The assumption that every set of reals is ∞-Borel is part of AD⁺, an extension of the axiom of determinacy studied by Woodin.

It is very tempting to read the informal description at the top of this article as claiming that the ∞-Borel sets are the smallest class of subsets of ${\displaystyle X}$  containing all the open sets and closed under complementation and well-ordered union. That is, one might wish to dispense with the ∞-Borel codes altogether and try a definition like this:

For each ordinal α define by transfinite recursion B_α as follows:

1. B₀ is the collection of all open subsets of ${\displaystyle X}$ .
2. For a given even ordinal α, B_α+1 is the union of B_α with the set of all complements of sets in B_α.
3. For a given even ordinal α, B_α+2 is the set of all well-ordered unions of sets in B_α+1.
4. For a given limit ordinal λ, B_λ is the union of all B_α for α<λ

B_β equals B_Ξ for every β>Ξ; B_Ξ would then be the collection of "∞-Borel sets".

This set is manifestly closed under well-ordered unions, but without the axiom of choice it cannot be proved equal to the ∞-Borel sets (as defined in the previous section). Specifically, this set may contain unions of sequences ${\displaystyle {\vec {b}}}$  of ∞-Borel sets for which it is not possible to choose a code for each ${\displaystyle b_{\beta }}$ ; it is the closure of the ∞-Borel sets under all well-ordered unions (and complements), even those for which a choice of codes cannot be made.

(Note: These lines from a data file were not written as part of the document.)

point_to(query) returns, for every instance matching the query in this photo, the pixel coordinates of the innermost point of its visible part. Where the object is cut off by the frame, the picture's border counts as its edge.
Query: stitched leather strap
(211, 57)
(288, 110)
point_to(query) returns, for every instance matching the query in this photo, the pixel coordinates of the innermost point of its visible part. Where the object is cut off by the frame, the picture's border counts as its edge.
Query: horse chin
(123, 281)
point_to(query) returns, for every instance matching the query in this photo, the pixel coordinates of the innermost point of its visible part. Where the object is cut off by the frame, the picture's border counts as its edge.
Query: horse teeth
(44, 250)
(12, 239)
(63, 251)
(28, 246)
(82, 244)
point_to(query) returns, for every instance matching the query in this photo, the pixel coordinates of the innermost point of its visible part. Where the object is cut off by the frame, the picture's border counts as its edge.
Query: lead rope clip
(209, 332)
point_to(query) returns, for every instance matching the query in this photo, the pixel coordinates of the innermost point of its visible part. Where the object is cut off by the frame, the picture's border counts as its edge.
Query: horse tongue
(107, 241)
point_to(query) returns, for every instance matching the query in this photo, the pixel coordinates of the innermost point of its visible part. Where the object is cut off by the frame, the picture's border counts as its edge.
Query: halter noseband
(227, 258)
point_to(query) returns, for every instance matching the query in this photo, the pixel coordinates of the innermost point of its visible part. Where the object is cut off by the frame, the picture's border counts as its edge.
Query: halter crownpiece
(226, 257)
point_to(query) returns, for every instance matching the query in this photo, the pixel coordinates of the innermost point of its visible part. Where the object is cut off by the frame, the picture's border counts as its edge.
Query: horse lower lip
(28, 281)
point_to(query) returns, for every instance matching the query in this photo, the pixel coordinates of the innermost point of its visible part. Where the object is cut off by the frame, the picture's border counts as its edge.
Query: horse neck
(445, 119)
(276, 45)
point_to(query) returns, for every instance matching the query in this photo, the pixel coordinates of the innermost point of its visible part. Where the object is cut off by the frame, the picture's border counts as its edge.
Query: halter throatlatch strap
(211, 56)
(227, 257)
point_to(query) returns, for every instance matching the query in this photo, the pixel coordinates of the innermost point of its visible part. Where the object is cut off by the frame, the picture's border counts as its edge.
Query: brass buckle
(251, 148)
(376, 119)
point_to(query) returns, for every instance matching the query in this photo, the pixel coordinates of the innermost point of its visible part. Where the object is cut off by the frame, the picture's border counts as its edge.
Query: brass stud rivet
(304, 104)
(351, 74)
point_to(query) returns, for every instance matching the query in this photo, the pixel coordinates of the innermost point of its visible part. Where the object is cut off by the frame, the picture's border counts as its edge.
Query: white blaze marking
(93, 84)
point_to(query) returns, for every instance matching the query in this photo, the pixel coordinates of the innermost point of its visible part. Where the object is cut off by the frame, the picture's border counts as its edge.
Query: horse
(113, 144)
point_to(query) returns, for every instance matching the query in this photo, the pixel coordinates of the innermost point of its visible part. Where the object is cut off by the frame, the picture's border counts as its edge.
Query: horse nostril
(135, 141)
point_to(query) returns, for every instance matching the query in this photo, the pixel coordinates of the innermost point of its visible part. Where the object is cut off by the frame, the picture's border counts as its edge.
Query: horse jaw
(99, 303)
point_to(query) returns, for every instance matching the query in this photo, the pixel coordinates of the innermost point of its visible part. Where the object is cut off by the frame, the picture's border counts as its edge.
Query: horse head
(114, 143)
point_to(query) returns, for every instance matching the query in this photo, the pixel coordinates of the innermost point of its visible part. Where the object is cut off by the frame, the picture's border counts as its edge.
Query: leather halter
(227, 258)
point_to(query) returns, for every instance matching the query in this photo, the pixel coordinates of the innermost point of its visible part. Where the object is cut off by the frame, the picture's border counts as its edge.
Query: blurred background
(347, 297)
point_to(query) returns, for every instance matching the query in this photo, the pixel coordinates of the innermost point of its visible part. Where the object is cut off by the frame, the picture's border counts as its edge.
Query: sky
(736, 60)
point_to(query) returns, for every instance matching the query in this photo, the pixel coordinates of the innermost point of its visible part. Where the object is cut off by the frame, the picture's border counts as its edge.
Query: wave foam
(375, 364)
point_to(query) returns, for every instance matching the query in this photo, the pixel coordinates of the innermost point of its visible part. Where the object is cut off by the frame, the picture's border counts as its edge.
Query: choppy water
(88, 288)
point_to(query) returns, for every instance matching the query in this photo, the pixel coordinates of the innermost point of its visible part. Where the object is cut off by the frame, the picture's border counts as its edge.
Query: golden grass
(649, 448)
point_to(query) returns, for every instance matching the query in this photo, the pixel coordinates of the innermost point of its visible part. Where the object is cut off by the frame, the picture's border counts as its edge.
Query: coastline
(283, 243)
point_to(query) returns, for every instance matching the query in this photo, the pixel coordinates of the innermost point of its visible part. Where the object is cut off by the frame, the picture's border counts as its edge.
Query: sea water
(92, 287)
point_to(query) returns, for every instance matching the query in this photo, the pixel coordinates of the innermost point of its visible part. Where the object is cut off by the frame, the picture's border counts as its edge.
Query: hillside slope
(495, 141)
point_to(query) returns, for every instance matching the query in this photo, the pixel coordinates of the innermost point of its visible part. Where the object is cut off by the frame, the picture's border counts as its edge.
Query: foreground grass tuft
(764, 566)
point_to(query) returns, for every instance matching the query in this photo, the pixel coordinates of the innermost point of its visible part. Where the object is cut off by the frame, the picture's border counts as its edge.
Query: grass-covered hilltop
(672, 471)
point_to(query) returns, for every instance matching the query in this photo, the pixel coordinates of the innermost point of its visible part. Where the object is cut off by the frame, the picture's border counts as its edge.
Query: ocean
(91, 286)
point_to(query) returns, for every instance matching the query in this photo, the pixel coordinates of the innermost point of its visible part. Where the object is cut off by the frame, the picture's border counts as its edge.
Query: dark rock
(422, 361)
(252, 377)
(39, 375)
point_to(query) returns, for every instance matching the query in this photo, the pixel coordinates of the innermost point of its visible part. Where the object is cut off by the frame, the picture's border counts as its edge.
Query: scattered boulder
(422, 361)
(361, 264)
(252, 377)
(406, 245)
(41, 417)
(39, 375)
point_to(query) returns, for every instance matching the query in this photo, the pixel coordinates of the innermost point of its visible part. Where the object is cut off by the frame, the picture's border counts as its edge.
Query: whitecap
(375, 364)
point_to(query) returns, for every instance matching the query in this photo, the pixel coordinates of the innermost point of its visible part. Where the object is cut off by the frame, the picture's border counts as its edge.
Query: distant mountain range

For subsets of Baire space or Cantor space, there is a more concise (if less transparent) alternative definition, which turns out to be equivalent. A subset A of Baire space is ∞-Borel just in case there is a set of ordinals S and a first-order formula φ of the language of set theory such that, for every x in Baire space,

${\displaystyle x\in A\iff L[S,x]\models \phi (S,x)}$ 

where L[S,x] is Gödel's constructible universe relativized to S and x. When using this definition, the ∞-Borel code is made up of the set S and the formula φ, taken together.

• Woodin, W. Hugh (1999). The Axiom of Determinacy, Forcing Axioms, and the Nonstationary Ideal. De Gruyter Series in Logic and Its Applications. Vol. 1. Berlin: Walter de Gruyter. p. 618. ISBN 3-11-015708-X. ISSN 1438-1893.